Gastric Acid Drugs Not Found to Inhibit Efficacy of Hepatitis C Treatment

A new analysis of multiple studies with glecaprevir/pibrentasvir (G/P; Mavyret) confirms that pan-genotypic efficacy for hepatitis C virus (HCV) is achieved regardless of whether patients are concurrently receiving gastric acid-reducing drugs.

This analysis of data from 9 phase 2 and 3 clinical trials assessing the efficacy and safety of G/P follows a phase 1 study that found absorption of glecaprevir—but not pibrentasvir—can be reduced by concurrent acid-reducing drugs, as glecaprevir solubility decreases with increased gastric pH. A subsequent analysis of exposure-efficacy relationships, however, found high rates of sustained virologic response (SVR) with G/P despite the drug interaction.

Steven Flamm MD, Professor of Medicine (Gastroenterology and Hepatology) and Surgery at Northwestern Feinberg School of Medicine, and colleagues suggested that the efficacy despite interaction indicates that glecaprevir plasma levels remain above therapeutic threshold, and that the unaffected pibrentasvir plasma levels are an independent predictor of sustained virologic response (SVR) with G/P treatment.

To further evaluate the clinical significance of the interaction and to confirm that efficacy is achieved despite it, the investigators conducted a retrospective analysis of 401 patients who had received acid reducing drugs during their participation in phase 2 and 3 trials of G/P for chronic HCV infection.

"This study assessing the efficacy and pharmacokinetics of G/P in the setting of concurrent acid-reducing agents (ARAs) for chronic HCV is an important one," Flamm told MD Magazine®. "Other commonly used anti-viral agents for treatment of chronic HCV have pH-related solubility issues that affect absorption and bioavailability of the agents that restrict usage in the setting of ARAs.”

ARAs present a challenge to these findings, though—they are commonly used medications, Flamm noted.

“Fortunately, phase 1 trials with G/P did not reveal a clinically relevant decrement in efficacy in patients with HCV, so ARAs were allowed in the phase 2/3 treatment program," he explained.

The combined population of the studies included 263 taking proton pump inhibitors (PPIs), 109 of whom were receiving high dose (greater than 20 mg omeprazole or equivalent).
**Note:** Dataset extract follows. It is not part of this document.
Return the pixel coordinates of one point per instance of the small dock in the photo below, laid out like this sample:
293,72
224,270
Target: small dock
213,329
In addition, 84 patients were taking H2histamine blockers and 54 received antacids. The investigators noted that, although patients who received at least 1 dose of an ARA were included in their analysis, most were using the agent throughout the course of treatment with G/P.
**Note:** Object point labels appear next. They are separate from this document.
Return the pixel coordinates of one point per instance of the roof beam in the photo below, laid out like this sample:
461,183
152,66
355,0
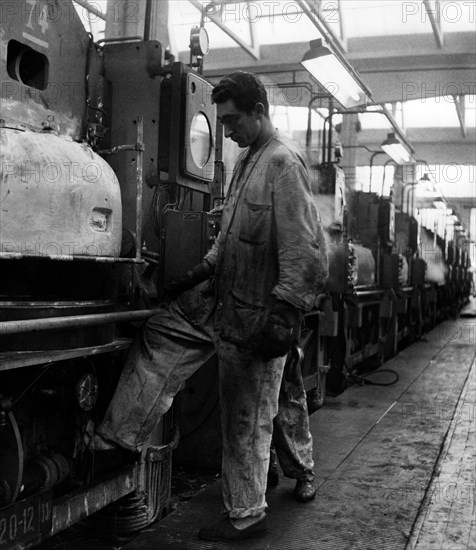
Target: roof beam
91,8
434,15
251,49
321,24
460,110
Flamm and colleagues found that the bioavailability of glecaprevir, but not pibrentasvir, was affected by concurrent acid reducing drugs, with a 41% decrease in plasma area under the curve (AUC) in patients receiving high dose PPI. This was consistent with the phase 1 study, in which there was a 29% reduction in glecaprevir AUC with 20 mg daily omeprazole, and 51% reduction in AUC with 40 mg daily omeprazole.

The investigators also reported that the high SVR rates did not statistically significantly differ between patients who were not on acid reducing drugs (97.5%) and those who were receiving them concurrent with G/P (97.0%).
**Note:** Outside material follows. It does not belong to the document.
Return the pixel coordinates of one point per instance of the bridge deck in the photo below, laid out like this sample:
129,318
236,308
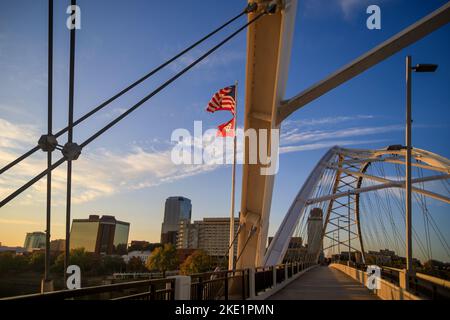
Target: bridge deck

"It should be noted that this is a retrospective analysis, and therefore the comparison was not prespecified," Flamm pointed out. "Yet, the subject number is large and offers reassurance that G/P is highly effective in the population of patients that require ARAs during the course of antiviral therapy for HCV."

The study, “Efficacy and Pharmacokinetics of Glecaprevir and Pibrentasvir with Concurrent Use of Acid-Reducing Agents in Patients with Chronic HCV Infection,” was published online in Clinical Gastroenterology and Hepatology.